Même lorsqu’il participe à de grosses franchises, comme Alita: Battle Angel (2019), coécrit et produit par James Cameron, il conserve un sens de l’image vif et ludique, et une narration directe, sans fioritures inutiles.
Un style reconnaissable : graphisme, adrénaline, autodérision
Robert Rodriguez, c’est un cinéaste qui ne cache jamais son amour du faux, du bricolé, du second degré et des coulures de sang numériques. Il ne filme pas pour faire réaliste, mais pour faire vibrer, faire sourire, faire bondir. Il aime le rythme qui tabasse, les méchants outranciers, les héros cabossés et les gadgets improbables.
Son cinéma est souvent un melting pot de références, entre western spaghetti, comic book, soap mexicain, série Z et jeu vidéo. Il assume tout, même l’excès. Ce qui compte, chez lui, c’est l’énergie.
Robert Rodriguez : le punk du cinéma de genre devenu mogul du fun
Robert Rodriguez, c’est l’exemple même du cinéaste qui a refusé de choisir entre artisanat et spectacle, entre films fauchés et délires numériques. Il a toujours suivi ses envies, qu’elles mènent à une explosion de zombies, une ballade en guitare mitraillette ou une course-poursuite dans une base lunaire pour enfants.

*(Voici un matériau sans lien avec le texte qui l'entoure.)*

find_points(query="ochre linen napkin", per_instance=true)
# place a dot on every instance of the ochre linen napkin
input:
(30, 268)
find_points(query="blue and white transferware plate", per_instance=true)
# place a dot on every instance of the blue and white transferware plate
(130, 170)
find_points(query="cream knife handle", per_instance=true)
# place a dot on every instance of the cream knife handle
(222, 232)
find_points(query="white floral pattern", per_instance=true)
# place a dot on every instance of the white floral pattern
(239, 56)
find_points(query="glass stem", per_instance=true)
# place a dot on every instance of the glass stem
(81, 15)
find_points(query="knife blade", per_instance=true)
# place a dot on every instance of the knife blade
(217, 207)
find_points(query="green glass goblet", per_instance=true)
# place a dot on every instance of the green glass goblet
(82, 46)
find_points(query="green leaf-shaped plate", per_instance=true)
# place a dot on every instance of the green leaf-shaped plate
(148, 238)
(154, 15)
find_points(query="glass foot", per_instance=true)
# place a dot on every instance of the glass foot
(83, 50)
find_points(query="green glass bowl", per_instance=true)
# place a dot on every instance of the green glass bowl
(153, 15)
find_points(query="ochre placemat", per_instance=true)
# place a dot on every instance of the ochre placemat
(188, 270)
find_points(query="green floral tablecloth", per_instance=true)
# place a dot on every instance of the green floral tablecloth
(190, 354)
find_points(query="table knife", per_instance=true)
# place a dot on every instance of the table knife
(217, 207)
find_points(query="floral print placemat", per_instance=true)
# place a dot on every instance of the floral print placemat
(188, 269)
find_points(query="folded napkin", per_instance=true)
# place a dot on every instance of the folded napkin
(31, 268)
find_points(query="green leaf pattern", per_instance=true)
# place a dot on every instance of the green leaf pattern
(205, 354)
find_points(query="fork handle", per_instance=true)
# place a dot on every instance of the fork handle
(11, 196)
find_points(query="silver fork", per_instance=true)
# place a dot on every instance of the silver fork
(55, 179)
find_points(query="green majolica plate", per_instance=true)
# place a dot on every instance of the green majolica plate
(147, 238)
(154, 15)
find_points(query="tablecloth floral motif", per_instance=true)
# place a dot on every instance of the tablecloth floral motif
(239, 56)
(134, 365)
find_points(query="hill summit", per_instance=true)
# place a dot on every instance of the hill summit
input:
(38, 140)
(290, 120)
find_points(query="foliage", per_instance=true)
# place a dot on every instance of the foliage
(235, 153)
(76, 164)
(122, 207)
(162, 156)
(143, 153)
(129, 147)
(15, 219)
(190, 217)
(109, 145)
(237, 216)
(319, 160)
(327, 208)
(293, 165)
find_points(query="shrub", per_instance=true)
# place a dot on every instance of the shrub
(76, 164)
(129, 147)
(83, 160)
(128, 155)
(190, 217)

Il filme comme il respire : vite, fort, avec passion, et souvent en dehors des normes. Et même si tous ses films ne font pas l’unanimité, ils portent tous sa patte, ce mélange si particulier de violence graphique, d’humour pulp, et de sincérité de gamin qui s’amuse avec une caméra.
En résumé, Robert Rodriguez, c’est un peu le Quentin Tarantino qui aurait grandi avec une Super Nintendo dans un garage texan. Et il ne s’en cache pas.